For comparison, we will compute $dg/dp$ by a center difference approximation: $\partial g/\partial p_n \approx [g(p + \delta e_n) - g(p - \delta e_n)] / 2\delta$ for some small $\delta$.

In [30]:

function recurrence_FD(A, b, p, δ=1e-5)
    g = recurrence(A, b, p)[2]^2
    dgdp = Array(Float64, length(p))
    for i = 1:length(p)
        pold = p[i]
        p[i] = pold + δ
        g₊ = recurrence(A, b, p)[2]^2
        p[i] = pold - δ
        g₋ = recurrence(A, b, p)[2]^2
        dgdp[i] = (g₊ - g₋) / (2δ)
        p[i] = pold
    end
    return g, dgdp
end

Out[30]:

recurrence_FD (generic function with 2 methods)

As we might have hoped, the answers are pretty close (limited by roundoff error and/or finite-difference error):

In [34]:

norm(recurrence_FD(A, b, p)[2] - recurrence_adjoint(A, b, p)[2])

Out[34]:

1.5216061289064273e-6

In practice, it is really easy to make mistakes in computing derivatives of complicated functions by hand, so it is always important to check your results against a finite-difference approximation.

It is interesting to ask what the influence of the finite-difference step $\delta$ is in this problem, by plotting the error vs. $\delta$:

In [38]:

using PyPlot
δ = logspace(-15, -1, 100)
loglog(δ, [norm(recurrence_adjoint(A, b, p)[2] - recurrence_FD(A, b, p, d)[2]) for d in δ], ".-")
xlabel("finite-difference step δ")
ylabel("norm of error in dg/dp")

Out[38]:

PyObject <matplotlib.text.Text object at 0x31730e050>

At first glance, this seems ridiculous: the errors get monotonically worse as $\delta$ decreases! How can this be right?
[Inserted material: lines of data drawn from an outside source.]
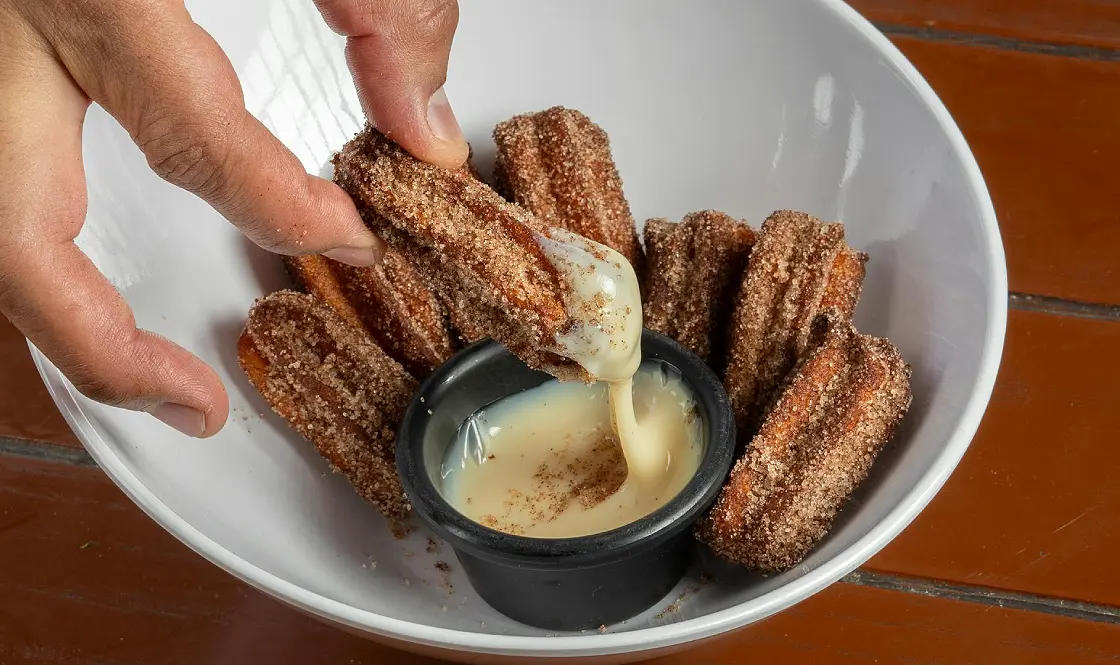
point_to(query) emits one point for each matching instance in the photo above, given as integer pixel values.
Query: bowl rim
(679, 513)
(653, 637)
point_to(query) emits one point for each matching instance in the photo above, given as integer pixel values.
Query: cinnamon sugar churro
(333, 385)
(813, 449)
(464, 237)
(798, 267)
(389, 300)
(694, 269)
(558, 165)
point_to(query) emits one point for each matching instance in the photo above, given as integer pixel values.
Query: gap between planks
(1063, 307)
(933, 34)
(1071, 609)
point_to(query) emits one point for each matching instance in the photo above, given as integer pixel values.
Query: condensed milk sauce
(568, 459)
(546, 462)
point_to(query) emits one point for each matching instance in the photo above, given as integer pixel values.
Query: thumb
(398, 52)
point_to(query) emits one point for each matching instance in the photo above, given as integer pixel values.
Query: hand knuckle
(96, 387)
(435, 20)
(186, 155)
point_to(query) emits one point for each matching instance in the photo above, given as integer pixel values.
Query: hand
(167, 82)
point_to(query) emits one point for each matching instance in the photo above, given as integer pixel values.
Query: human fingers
(170, 85)
(398, 53)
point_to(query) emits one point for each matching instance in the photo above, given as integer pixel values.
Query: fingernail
(441, 119)
(356, 256)
(189, 421)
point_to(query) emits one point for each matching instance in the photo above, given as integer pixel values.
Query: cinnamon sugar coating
(389, 300)
(798, 267)
(814, 448)
(477, 252)
(693, 272)
(333, 385)
(558, 165)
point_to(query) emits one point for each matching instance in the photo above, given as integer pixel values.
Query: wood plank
(26, 409)
(85, 578)
(1033, 505)
(1085, 22)
(1046, 134)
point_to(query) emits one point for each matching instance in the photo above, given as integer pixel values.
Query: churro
(334, 386)
(798, 267)
(481, 254)
(558, 165)
(694, 268)
(389, 300)
(814, 448)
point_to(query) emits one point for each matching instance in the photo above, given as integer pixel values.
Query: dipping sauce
(547, 462)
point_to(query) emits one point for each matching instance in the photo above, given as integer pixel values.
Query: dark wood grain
(85, 578)
(1090, 22)
(1033, 506)
(1046, 134)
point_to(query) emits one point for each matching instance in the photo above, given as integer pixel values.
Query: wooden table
(1016, 561)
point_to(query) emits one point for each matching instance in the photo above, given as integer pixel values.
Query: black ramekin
(559, 583)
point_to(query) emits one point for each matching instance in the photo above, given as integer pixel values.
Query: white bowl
(745, 106)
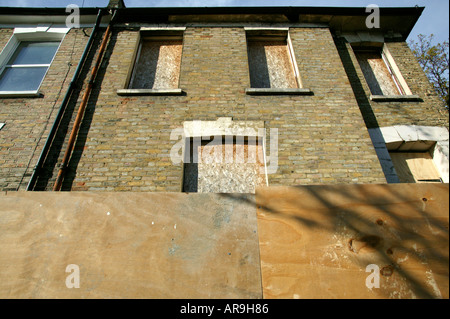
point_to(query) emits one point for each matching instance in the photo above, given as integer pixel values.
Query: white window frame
(37, 34)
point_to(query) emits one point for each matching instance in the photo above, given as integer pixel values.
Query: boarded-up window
(378, 73)
(271, 63)
(224, 166)
(157, 64)
(415, 167)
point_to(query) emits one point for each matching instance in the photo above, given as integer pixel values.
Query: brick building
(327, 100)
(152, 119)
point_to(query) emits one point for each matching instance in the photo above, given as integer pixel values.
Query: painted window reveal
(157, 64)
(232, 165)
(26, 68)
(379, 73)
(271, 61)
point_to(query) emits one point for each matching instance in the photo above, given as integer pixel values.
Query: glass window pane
(21, 79)
(34, 53)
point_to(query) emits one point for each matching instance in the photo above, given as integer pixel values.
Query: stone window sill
(395, 98)
(276, 91)
(13, 94)
(142, 92)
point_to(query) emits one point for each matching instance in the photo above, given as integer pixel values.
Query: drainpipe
(62, 108)
(76, 126)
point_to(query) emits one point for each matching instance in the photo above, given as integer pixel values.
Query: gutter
(62, 108)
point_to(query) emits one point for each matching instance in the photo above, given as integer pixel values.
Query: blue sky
(434, 20)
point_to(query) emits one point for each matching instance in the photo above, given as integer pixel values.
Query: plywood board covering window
(270, 64)
(225, 167)
(378, 73)
(157, 65)
(415, 167)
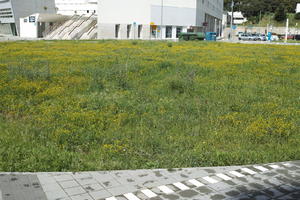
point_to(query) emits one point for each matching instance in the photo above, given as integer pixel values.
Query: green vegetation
(98, 105)
(269, 19)
(254, 9)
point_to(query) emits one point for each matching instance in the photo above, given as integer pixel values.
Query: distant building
(150, 19)
(298, 8)
(76, 7)
(12, 10)
(238, 18)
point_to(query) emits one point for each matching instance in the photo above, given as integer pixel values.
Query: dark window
(140, 28)
(117, 30)
(169, 32)
(128, 30)
(178, 31)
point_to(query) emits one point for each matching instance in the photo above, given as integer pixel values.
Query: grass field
(99, 105)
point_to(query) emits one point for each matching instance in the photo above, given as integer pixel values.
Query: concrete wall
(124, 11)
(23, 8)
(263, 30)
(176, 14)
(27, 28)
(71, 7)
(182, 16)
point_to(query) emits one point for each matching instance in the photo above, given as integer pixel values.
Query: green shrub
(297, 16)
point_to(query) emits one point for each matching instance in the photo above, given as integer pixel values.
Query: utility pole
(286, 30)
(231, 22)
(162, 18)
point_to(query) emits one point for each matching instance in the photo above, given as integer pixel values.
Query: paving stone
(115, 191)
(218, 197)
(273, 192)
(102, 194)
(220, 186)
(74, 191)
(69, 184)
(204, 190)
(82, 197)
(93, 187)
(232, 193)
(63, 178)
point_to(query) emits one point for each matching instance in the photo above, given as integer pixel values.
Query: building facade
(157, 19)
(12, 10)
(76, 7)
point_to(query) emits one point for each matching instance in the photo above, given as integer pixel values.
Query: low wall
(263, 30)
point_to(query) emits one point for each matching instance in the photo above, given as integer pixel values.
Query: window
(140, 28)
(178, 31)
(117, 30)
(153, 31)
(169, 32)
(128, 30)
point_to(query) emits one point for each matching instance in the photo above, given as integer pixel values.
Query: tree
(280, 14)
(297, 16)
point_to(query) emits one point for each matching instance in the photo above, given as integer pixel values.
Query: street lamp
(162, 16)
(231, 22)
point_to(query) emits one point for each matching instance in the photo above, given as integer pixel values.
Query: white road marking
(210, 180)
(149, 193)
(224, 177)
(165, 189)
(261, 168)
(274, 166)
(111, 198)
(249, 171)
(237, 174)
(196, 183)
(181, 186)
(131, 196)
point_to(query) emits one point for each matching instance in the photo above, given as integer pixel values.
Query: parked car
(244, 36)
(274, 38)
(253, 37)
(261, 37)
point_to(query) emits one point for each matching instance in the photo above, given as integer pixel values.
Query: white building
(150, 19)
(79, 7)
(238, 18)
(298, 8)
(12, 10)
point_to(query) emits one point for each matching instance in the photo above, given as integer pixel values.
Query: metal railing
(81, 23)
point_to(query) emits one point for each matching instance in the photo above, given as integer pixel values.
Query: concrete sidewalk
(267, 181)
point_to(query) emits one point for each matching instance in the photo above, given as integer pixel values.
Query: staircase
(77, 27)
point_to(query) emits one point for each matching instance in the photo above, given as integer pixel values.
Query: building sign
(31, 19)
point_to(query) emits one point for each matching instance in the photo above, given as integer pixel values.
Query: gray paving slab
(267, 181)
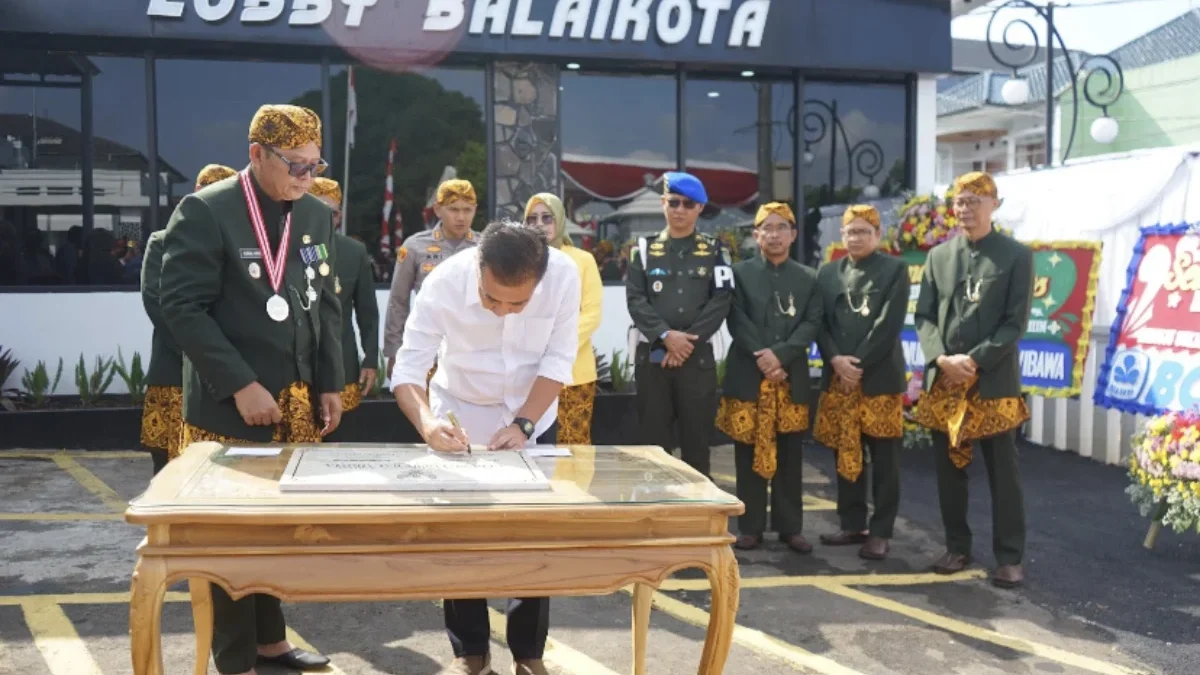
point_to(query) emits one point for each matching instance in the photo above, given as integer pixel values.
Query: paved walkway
(1095, 602)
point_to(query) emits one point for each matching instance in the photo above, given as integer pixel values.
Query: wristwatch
(525, 425)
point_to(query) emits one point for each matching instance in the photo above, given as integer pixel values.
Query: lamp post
(1017, 91)
(865, 157)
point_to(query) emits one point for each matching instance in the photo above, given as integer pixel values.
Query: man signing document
(502, 321)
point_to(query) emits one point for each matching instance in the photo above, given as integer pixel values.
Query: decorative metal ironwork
(1111, 76)
(865, 156)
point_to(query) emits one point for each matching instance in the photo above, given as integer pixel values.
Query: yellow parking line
(984, 634)
(811, 502)
(61, 517)
(91, 483)
(755, 640)
(295, 639)
(840, 579)
(55, 637)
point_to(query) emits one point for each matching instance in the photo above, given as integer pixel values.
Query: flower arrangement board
(1054, 348)
(1164, 470)
(1152, 363)
(415, 469)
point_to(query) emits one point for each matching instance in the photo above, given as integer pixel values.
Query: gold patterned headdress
(456, 189)
(327, 187)
(778, 208)
(865, 211)
(977, 183)
(285, 126)
(211, 174)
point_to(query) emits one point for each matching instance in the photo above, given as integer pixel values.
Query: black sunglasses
(297, 169)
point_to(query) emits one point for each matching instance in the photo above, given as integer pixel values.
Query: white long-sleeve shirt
(487, 364)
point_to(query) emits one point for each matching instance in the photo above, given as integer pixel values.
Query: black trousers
(528, 619)
(885, 469)
(240, 626)
(786, 488)
(1007, 501)
(678, 399)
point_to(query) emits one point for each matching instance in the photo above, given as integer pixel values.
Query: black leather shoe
(297, 659)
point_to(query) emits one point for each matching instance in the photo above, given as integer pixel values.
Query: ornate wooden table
(615, 515)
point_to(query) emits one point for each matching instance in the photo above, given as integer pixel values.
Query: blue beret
(685, 185)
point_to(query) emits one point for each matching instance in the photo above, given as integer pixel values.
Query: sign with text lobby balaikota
(1055, 344)
(1152, 363)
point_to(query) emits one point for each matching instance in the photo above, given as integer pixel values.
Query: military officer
(864, 299)
(421, 252)
(162, 411)
(678, 287)
(973, 308)
(765, 407)
(354, 286)
(247, 291)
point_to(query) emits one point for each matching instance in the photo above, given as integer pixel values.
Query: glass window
(618, 136)
(738, 144)
(41, 169)
(436, 119)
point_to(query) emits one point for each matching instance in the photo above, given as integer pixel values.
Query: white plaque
(417, 469)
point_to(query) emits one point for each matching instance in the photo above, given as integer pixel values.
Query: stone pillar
(527, 144)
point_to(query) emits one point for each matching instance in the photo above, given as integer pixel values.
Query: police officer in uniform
(162, 411)
(679, 288)
(354, 286)
(247, 291)
(421, 252)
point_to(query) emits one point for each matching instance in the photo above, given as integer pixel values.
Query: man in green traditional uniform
(765, 406)
(865, 299)
(247, 291)
(679, 286)
(354, 286)
(162, 411)
(421, 252)
(973, 308)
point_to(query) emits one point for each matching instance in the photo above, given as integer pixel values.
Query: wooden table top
(207, 484)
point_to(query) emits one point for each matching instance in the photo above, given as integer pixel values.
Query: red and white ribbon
(275, 262)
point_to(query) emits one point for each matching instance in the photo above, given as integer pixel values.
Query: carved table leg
(145, 615)
(726, 587)
(642, 601)
(202, 616)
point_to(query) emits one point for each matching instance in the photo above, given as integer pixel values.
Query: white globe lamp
(1015, 91)
(1104, 130)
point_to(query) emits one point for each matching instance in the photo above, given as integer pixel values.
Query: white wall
(47, 326)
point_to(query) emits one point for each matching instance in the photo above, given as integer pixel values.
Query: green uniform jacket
(166, 360)
(988, 330)
(762, 298)
(683, 284)
(216, 308)
(354, 285)
(882, 282)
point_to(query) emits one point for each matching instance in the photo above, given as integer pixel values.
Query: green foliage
(93, 386)
(37, 383)
(7, 366)
(621, 372)
(133, 376)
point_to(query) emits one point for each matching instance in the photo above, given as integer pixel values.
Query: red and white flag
(385, 228)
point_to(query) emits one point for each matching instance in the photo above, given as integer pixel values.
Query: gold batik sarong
(958, 411)
(575, 408)
(162, 418)
(760, 422)
(844, 417)
(352, 395)
(299, 424)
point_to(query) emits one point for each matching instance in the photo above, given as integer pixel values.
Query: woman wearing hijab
(575, 402)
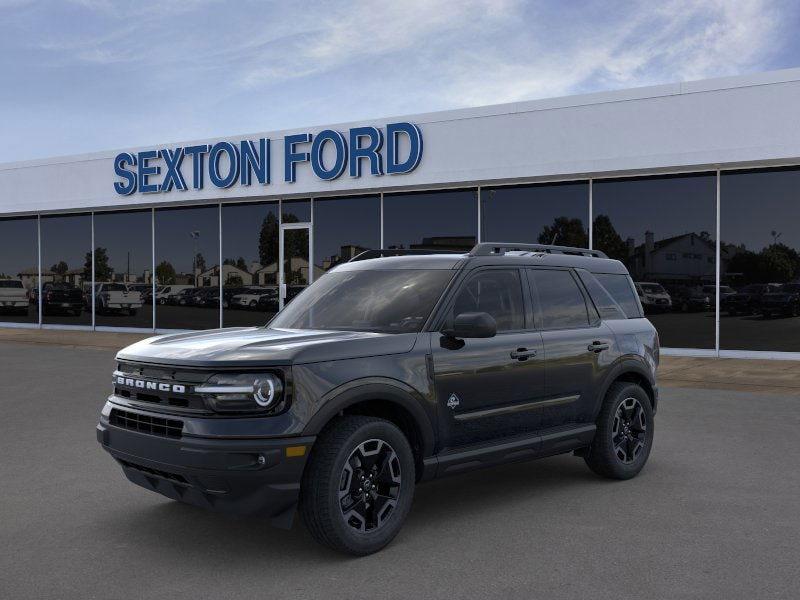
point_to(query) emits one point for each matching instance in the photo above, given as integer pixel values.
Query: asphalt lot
(713, 515)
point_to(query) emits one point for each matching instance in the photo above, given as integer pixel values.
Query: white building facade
(692, 185)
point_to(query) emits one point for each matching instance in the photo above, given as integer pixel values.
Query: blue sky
(87, 75)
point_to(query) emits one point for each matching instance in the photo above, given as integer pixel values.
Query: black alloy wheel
(369, 486)
(629, 433)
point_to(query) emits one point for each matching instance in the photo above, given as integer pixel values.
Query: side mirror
(472, 325)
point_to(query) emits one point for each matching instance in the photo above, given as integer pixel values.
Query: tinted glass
(661, 228)
(431, 221)
(67, 270)
(249, 263)
(621, 290)
(343, 228)
(559, 298)
(19, 270)
(760, 251)
(537, 214)
(396, 301)
(607, 307)
(496, 292)
(123, 257)
(296, 211)
(187, 256)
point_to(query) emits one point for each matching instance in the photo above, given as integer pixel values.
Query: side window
(497, 292)
(619, 286)
(560, 299)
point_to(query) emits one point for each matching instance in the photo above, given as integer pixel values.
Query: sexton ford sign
(330, 153)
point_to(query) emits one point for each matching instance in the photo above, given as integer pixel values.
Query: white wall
(730, 121)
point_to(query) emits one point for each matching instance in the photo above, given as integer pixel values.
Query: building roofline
(716, 84)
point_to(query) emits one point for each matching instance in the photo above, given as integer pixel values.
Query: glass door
(295, 265)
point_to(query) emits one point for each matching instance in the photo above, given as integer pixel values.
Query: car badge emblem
(453, 401)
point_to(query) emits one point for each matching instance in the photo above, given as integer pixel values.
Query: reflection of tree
(102, 270)
(165, 273)
(565, 232)
(777, 263)
(60, 268)
(606, 238)
(268, 240)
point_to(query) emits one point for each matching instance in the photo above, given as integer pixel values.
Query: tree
(608, 240)
(565, 232)
(102, 270)
(165, 273)
(268, 240)
(60, 268)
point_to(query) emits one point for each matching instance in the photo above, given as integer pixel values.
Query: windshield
(396, 301)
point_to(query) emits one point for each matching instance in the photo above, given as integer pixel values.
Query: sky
(88, 75)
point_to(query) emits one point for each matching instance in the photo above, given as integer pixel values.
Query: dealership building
(694, 186)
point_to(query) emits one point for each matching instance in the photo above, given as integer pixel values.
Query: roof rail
(495, 248)
(367, 254)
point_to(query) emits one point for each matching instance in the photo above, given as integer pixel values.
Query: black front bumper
(254, 477)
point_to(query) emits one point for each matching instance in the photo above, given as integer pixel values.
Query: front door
(295, 269)
(488, 388)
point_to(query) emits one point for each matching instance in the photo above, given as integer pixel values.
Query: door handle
(597, 346)
(522, 354)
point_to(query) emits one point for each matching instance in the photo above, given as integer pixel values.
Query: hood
(259, 346)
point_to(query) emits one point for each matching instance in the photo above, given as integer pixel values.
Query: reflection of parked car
(653, 296)
(784, 301)
(13, 296)
(690, 299)
(163, 294)
(61, 297)
(746, 301)
(250, 297)
(116, 297)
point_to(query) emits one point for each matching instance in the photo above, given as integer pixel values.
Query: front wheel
(358, 486)
(624, 434)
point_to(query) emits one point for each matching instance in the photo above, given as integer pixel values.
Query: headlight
(242, 392)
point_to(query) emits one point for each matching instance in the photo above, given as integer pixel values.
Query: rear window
(620, 288)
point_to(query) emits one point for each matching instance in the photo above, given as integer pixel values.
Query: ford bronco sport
(388, 371)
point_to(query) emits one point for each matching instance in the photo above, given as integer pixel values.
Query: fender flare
(375, 388)
(626, 364)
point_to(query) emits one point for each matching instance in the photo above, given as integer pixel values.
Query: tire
(336, 463)
(604, 457)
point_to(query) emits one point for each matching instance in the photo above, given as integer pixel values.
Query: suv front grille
(171, 428)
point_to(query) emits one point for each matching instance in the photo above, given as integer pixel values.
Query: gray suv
(392, 369)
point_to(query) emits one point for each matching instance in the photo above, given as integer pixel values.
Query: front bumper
(254, 477)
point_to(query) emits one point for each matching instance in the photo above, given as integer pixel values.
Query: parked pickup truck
(116, 297)
(13, 296)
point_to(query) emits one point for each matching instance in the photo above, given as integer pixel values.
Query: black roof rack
(495, 248)
(367, 254)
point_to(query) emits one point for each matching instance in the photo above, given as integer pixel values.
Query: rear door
(486, 388)
(579, 348)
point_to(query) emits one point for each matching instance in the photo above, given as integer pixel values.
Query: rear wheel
(624, 434)
(358, 486)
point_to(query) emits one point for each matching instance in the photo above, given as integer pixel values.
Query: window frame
(593, 319)
(451, 294)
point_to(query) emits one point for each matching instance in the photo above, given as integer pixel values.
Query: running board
(544, 443)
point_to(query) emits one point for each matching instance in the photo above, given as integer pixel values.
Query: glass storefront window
(343, 228)
(555, 213)
(19, 270)
(661, 228)
(446, 220)
(187, 269)
(760, 260)
(249, 263)
(123, 267)
(67, 269)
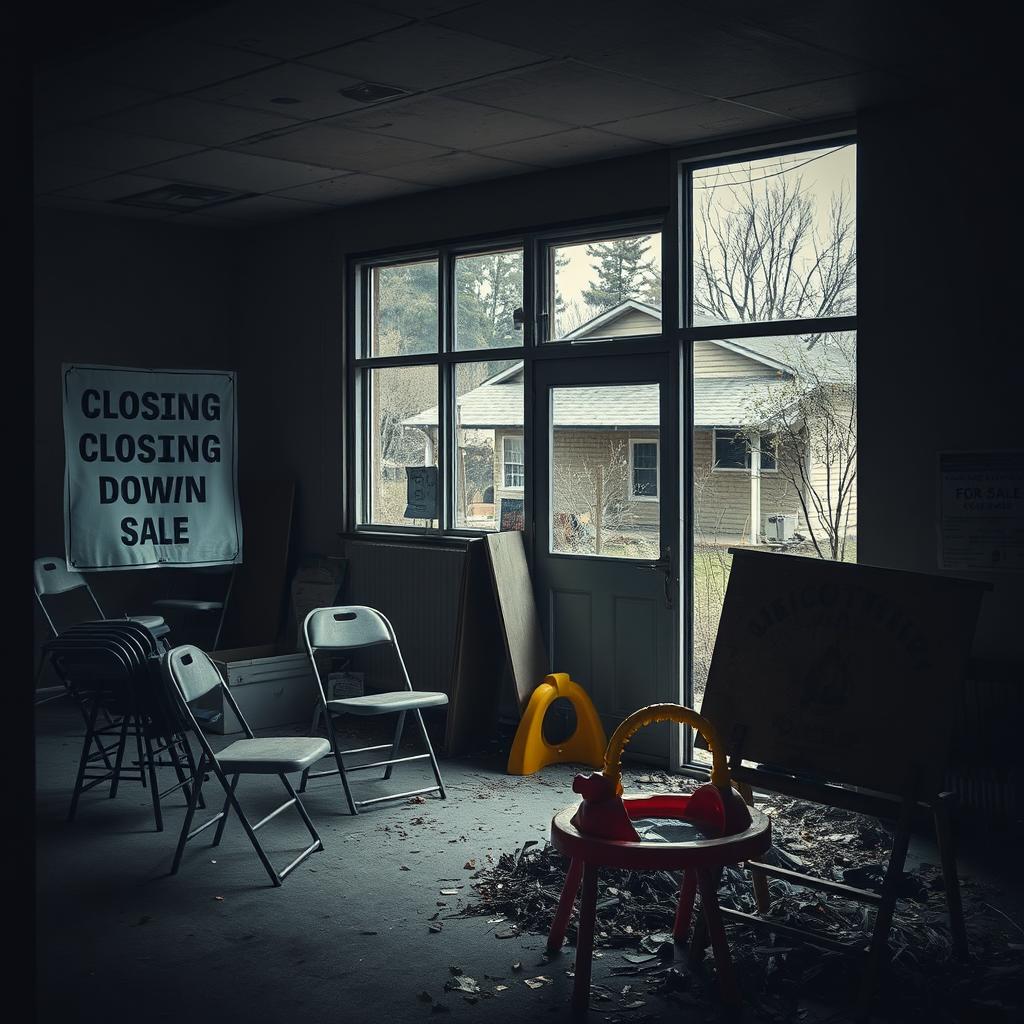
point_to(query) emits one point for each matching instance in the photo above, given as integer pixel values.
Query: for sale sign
(151, 468)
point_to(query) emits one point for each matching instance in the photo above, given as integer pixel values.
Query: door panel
(602, 520)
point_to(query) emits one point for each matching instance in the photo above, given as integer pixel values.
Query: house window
(608, 287)
(644, 470)
(436, 384)
(513, 463)
(732, 451)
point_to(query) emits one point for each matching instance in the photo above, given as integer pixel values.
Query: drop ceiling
(255, 96)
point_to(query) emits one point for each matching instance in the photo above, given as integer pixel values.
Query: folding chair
(109, 667)
(189, 674)
(51, 577)
(347, 629)
(201, 606)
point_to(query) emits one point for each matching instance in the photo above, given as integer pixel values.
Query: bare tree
(764, 252)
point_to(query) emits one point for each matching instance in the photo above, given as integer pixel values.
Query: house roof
(718, 401)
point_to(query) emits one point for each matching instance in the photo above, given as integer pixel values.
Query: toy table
(700, 860)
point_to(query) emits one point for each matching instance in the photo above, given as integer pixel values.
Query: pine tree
(622, 271)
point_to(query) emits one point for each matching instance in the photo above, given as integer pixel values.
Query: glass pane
(606, 289)
(487, 291)
(793, 400)
(491, 468)
(595, 507)
(402, 437)
(775, 239)
(403, 309)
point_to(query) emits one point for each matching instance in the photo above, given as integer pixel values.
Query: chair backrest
(346, 628)
(51, 577)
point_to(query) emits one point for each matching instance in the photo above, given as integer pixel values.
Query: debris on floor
(783, 980)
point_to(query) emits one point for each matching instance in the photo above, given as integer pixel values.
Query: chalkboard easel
(838, 683)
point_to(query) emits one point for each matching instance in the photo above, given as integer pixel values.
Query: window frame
(505, 462)
(656, 497)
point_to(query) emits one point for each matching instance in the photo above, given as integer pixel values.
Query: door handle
(664, 564)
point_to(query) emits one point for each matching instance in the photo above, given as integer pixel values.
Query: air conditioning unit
(779, 527)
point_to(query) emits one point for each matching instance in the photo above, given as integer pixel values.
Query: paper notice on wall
(981, 511)
(151, 473)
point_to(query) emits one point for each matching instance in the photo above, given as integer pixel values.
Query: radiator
(419, 589)
(985, 770)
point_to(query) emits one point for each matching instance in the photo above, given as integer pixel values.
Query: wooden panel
(258, 601)
(514, 593)
(849, 673)
(479, 660)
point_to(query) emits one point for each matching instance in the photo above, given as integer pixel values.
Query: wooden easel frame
(904, 809)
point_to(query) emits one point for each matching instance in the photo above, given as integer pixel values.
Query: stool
(700, 860)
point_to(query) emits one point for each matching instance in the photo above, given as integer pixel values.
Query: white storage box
(271, 689)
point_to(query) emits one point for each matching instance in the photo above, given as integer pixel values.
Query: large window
(439, 391)
(770, 290)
The key point is to realize that our $g(p)$ depends quadratically on $p$, and a center-difference approximation is exact for a quadratic function in exact arithmetic. So, all of the difference arises due to roundoff errors. In the finite-difference approximation, the difference $g(p + \delta e_n) - g(p - \delta e_n)$ is the difference of two nearly equal quantities as $\delta \to 0$, so there is a large cancellation error in the result (i.e. the result arises from the least significant digits of $g$), and hence the error worsens with decreasing $\delta$.